Of course that the tree is much bigger, but you've got the ideea.

We can retrieve the synsets that creates a path from a synset to any of the roots of these trees.

In [18]:
# get the first synset in the list
synset_id = wordnet.synsets()[0]
relation = "hypernym"

synset_ids_root = wordnet.synset_to_root(synset_id, relation)
print("List of synsets from synset with id '{}' to root in the {} tree: {}".format(synset_id, relation, synset_ids_root))

List of synsets from synset with id 'ENG30-00006269-n' to root in the hypernym tree: ['ENG30-00006269-n', 'ENG30-00004258-n', 'ENG30-00003553-n', 'ENG30-00002684-n']


We observe that to specify the desired tree, we have to specify a relation type from a child to his parent(not from parent to child!). For instance: "hypernym", "meronym" etc. The default is "hypernym", so we could simply call the 'synset_to_root' by simply specifying the id of the synset.

We can also retrieve the lowest common ancestor of two synsets in a tree.

In [19]:
# get the first synset in the list
synset_id1 = wordnet.synsets()[0]
# get the second synset in the list
synset_id2 = wordnet.synsets()[1]
relation = "hypernym"

lcs_id = wordnet.lowest_common_ancestor(synset_id1, synset_id2, relation)
print("Lowest common ancestor in the {} tree of synset with id '{}' and synset with id '{}' is '{}':"
          .format(relation, synset_id1, synset_id2, lcs_id))

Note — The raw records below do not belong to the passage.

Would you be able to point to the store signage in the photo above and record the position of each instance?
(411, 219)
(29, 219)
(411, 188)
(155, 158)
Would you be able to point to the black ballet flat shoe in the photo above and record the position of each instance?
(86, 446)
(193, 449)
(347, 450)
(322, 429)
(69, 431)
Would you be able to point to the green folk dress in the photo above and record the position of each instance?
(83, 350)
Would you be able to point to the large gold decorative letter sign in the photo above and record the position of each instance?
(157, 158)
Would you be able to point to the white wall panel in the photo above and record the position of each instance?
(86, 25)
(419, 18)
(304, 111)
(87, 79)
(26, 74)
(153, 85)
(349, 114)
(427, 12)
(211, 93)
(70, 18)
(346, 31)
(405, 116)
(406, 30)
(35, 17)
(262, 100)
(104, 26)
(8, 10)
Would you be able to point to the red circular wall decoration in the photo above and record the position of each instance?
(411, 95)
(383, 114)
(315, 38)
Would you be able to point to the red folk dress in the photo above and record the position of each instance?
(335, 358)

Lowest common ancestor in the hypernym tree of synset with id 'ENG30-00006269-n' and synset with id 'ENG30-00006484-n' is 'ENG30-00004258-n':


Again, we specify the desired tree by a relation type from a child to the parent. 

The following content will show a little bit more advanced series of operations.
Task: We would like to extract a list of synonyms and antonyms from all the nouns in WordNet

We first extract synonyms directly from synsets. We list all noun synsets then iterate through them and create pairs from each synset.

In [20]:
import itertools

synonyms = []
synsets_id = wordnet.synsets()
# for each synset, we create a list of synonyms between its literals
for synset_id in synsets_id:
    # the literals object is a dict, but we need only the
    # actual literals (not senses)
    synset = wordnet.synset(synset_id)
    literals = list(synset.literals)
    for i in range(len(literals)):
        for j in range(i+1, len(literals)):
            # append a tuple containing a pair of synonym literals
            synonyms.append((literals[i], literals[j]))

# list a few synonyms
print("\n\tList of the first 5 synonyms: ({} total synonym pairs extracted)".format(len(synonyms)))
for i in range(5):
    print("\t\t {:>20} == {}".format(synonyms[i][0], synonyms[i][1]))

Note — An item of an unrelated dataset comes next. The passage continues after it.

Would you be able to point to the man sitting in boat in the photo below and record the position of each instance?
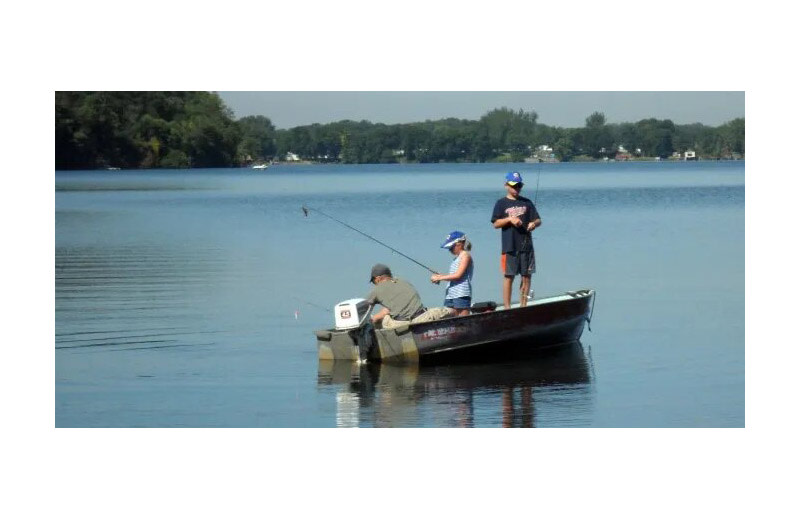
(400, 300)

	List of the first 5 synonyms: (45343 total synonym pairs extracted)
		               plantă == vegetală
		                 fapt == fenomen
		        neîndeplinire == nerealizare
		              mișcare == propulsare
		              alegere == opțiune


Now, antonyms. We now want to extract antonyms. We look at all the antonymy relations and then for each pair of synsets in this relation we generate a cartesian product between their literals.

In [21]:
synset_pairs = []

synsets_id = wordnet.synsets()  # extract all synsets
for synset_id in synsets_id:
    synset = wordnet.synset(synset_id)  # extract the antonyms of a synset
    synset_antonyms_id = wordnet.adjacent_synsets(synset.id,
                                                 relation="near_antonym")
    for synset_antonym_id in synset_antonyms_id:  # for each antonym synset
        synset_antonym = wordnet.synset(synset_antonym_id) # if the antonymy pair doesn't already exists
        if (synset_antonym, synset) not in synset_pairs:
            synset_pairs.append((synset, synset_antonym))  # add the antonym tuple to the list

# for each synset pair extract its literals, so we now have a list of
# pairs of literals
literal_pairs = []
for synset_pair in synset_pairs:
    # extract the literals of the first synset in the pair
    synset1_literals = list(synset_pair[0].literals)
    # extract the literals of the second synset in the pair
    synset2_literals = list(synset_pair[1].literals)
    # add a tuple containing the literals of each synset
    literal_pairs.append((synset1_literals, synset2_literals))

antonyms = []
# for each literals pair, we generate the cartesian product between them
for literal_pair in literal_pairs:
    for antonym_tuple in itertools.product(literal_pair[0], literal_pair[1]):
        antonyms.append(antonym_tuple)

# list a few antonyms
print("\n\tList of the first 5 antonyms: ({} total antonym pairs extracted)".format(len(antonyms)))
for i in range(5):
    print("\t\t {:>20} != {}".format(antonyms[i][0], antonyms[i][1]))


	List of the first 5 antonyms: (4917 total antonym pairs extracted)
		               femelă != mascul
		               femelă != parte_bărbătească
		      parte_femeiască != mascul
		      parte_femeiască != parte_bărbătească
		        imparicopitat != paricopitat